The UAE women’s side will play in the inaugural six-team Under-18’s Girls International Sevens Tournament alongside Hong Kong, India, Kazakhstan, Sri Lanka and Uzbekistan from Wednesday. Two teams progress from a round robin to play in Friday’s final.
Al Dhalai has hopes to make the tournament an annual occasion while expanding it to more teams throughout Asia, with neighbouring GCC countries hopefully following the UAE’s lead and setting up their own sides.
“We are already heading towards being one of the leaders in men’s rugby regionally and throughout Asia, and now we are looking to do the same in women’s rugby too,” he said.
“It’s important for many reasons, first of all our leaders, Her Highness Shaikha Fatima Bint Mubarak Al Nahyan, Chairwoman of the General Women’s Union, Supreme Chairperson of the Family Development Foundation and Chairwoman of the Supreme Council for Motherhood and Childhood, and the wife of the late president and Founding Father of the UAE, Shaikh Zayed Bin Sultan Al Nahyan, has always supported women’s inclusion.

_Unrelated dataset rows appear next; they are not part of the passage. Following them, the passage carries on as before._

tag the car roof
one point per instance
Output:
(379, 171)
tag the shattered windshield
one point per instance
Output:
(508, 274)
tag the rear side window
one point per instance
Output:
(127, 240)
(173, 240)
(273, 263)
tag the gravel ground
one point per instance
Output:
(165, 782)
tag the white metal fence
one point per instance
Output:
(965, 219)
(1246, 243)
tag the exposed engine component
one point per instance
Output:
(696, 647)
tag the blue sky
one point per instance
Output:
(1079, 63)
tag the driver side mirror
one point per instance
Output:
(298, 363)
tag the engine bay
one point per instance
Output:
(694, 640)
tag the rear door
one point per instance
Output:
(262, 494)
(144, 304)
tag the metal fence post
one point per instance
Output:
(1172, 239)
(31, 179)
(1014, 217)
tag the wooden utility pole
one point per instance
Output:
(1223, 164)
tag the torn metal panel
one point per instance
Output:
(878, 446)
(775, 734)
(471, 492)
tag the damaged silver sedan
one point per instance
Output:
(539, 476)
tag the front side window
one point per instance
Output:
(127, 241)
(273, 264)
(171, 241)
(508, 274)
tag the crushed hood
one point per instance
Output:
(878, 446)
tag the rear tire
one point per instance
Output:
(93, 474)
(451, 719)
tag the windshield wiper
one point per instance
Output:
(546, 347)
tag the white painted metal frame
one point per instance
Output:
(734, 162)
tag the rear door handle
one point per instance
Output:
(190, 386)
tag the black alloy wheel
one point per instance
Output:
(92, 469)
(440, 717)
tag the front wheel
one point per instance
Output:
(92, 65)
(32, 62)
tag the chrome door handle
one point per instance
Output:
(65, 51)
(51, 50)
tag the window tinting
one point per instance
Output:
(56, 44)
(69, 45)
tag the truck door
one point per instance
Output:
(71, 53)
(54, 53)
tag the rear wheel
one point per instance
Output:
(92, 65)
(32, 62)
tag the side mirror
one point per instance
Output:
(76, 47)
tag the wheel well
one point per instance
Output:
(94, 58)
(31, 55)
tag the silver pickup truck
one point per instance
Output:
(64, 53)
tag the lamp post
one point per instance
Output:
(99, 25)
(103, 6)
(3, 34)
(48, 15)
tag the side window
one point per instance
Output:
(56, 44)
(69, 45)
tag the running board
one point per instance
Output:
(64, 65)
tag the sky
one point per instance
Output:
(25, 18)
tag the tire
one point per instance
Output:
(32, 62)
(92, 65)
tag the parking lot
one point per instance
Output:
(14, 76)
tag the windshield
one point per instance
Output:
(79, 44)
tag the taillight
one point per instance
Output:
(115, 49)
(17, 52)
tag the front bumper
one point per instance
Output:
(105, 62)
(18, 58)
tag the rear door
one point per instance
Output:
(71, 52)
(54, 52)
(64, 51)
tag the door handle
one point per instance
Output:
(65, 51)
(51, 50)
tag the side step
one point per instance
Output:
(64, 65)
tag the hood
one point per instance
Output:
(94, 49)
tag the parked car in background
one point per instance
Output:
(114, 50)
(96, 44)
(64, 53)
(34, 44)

“Secondly, it’s mentioned in the Olympic charter that there should be equal opportunities for both genders, and World Rugby says that each member union has to have a male to female player ratio of 60-40, and that’s a mandate.
“So this is why we have set-up the first ever UAE women’s team, they have been developed over two years and this will be their first major tournament.
“We used to have a male to female ratio of 90-10 but within a year we’ve done a great job. We now have 800-900 female participants from which 12 have been selected for this team. Now they are Under-18s but in another two years they will be our senior team. In five years we hope to be at 60-40.
“It’s very important to grow the game with Emirati females and it’s the only way forward, you can’t just grow the sport with men.”
Asked if there were cultural sensitivities to respect, Al Dhalai replied: “Yes, of course, and this is a big consideration for us.”
“The players wear Muslim attire, no part of their body is exposed, they wear long sleeves and long pants and cover their head with customised clothing so we are fulfilling all religious aspects. We can’t just neglect that and do sport as that doesn’t work.”
Deidre O’Sullivan, manager of the Women’s World Rugby Sevens Series congratulated the UAE on its pioneering effort.
“It’s an indication that people are engaging more with female sport and an indicator that female athletes are considered on a par with men, and rightly so.
“This is a very encouraging sign. It’s positive to see the growth of women’s sport and it’s complementary to what’s happening globally. We are hugely encouraged and support this wholeheartedly.”